[Yt-dev] Fwd: ellipsoid part 2

Sat Sep 10 04:45:35 PDT 2011

Hi Geoffrey,

Let me start with the end of the story: the basic code is ready for
inclusion, so if you'd like, make the changes to your bitbucket repo
and issue a pull request and we can bring it in.  Thank you so much
for your efforts!  (And please also feel free to add your name to the
CREDITS file when you do so.  :)

There were a couple things you mentioned so I'll take the time to
reply to those, as well.

On Fri, Sep 9, 2011 at 10:13 PM, Geoffrey So <gsiisg at gmail.com> wrote:
> Matt, Stephen,
> Thanks Matt for all the suggestions.  I've made most of the changes, but
> some I wasn't quite sure what you meant:
> 1) Use booleans for parameters such as use_halos.  True and False, not 0 and
> 1.
> - Done
> 2) Iterate over the halos:
> - Done (I assume this is faster because it doesn't try to find which halo
> every time I call it?)

It's just more ... "pythonic" if you will.  It does speed things up
marginally for the reason you note, but it's also conceptually a bit
cleaner.

> 3) Index variables should be clearly index variables; "halo" is an
> object, but you use it as an index.
> - Done, switched to calling halo_num to avoid ambiguity

Cool.  One fun thing you can do is avoid having index variables at all
by using the python function enumerate:

for halo_num, halo in enumerate(halos):
    ...

This will automatically give you an index, halo_num.  You don't need
to worry about it here, though.

> 4) cm => com
> - Done
> 5) You set ax to be an array twice, which will double the memory
> requirements.  I don't think ax needs to be an array at all.
> - Switched to using list [], not sure why an array of arrays is better than
> list of arrays, but I take your word for it

This came up a couple times in your email, so I'll address it here.
The issue comes down to 'when is an array useful'.  Typically you want
to use them when you are performing some operation in lockstep --
really, an array operation.  However, there is a cost to creating
them.  For instance, when you execute this operation:

my_array = na.array([ arr1, arr2, arr3 ])

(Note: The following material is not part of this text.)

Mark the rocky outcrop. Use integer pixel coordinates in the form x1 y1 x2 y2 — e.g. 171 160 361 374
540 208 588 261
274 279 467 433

You are implicitly performing the following three actions in sequence:

1) Creating a list, with three components: arr1, arr2, arr3.
2) Calling the na.array function, which will allocate space for an
array that is of shape (3, arr1.size).
3) Copying the elements of arr1, arr2, arr3 into that new array, and
binding it to my_array.

So at the end you have consumed at least twice the memory.  The first
operation will use pointers to the underlying objects; the last one
will not.  Now, if you take it one step further:

my_array = na.array([arr1**2, arr2**2, arr3**2])

You add in some additional steps:

1) Create a temporary array of size arr1.size, and filling it with arr1**2
2) Same, for arr2
3) Same, for arr3)
4) Creating list
5) Allocating (3, arr1.size)
6) Copying
7) De-allocating our temporary arrays

So we have now *tripled* our memory at peak usage.  Nominally, this is
not usually a problem; however, if you do this many many times with
very large arrays, it will slow things down.

Returning to the question of, when do you want to use arrays, if you
are doing something that *uses* the arrays.  For instance, you need a
3D array if you want to do fast sums along an axis, or very fast
iteration along all axes, or sometingl ike that.  But in the code you
presented, this isn't really done: almost everything is done one
column at a time.  So the cost, of time and peak memory usage, is not
*necessarily* worth it.  That being said, it's a small point.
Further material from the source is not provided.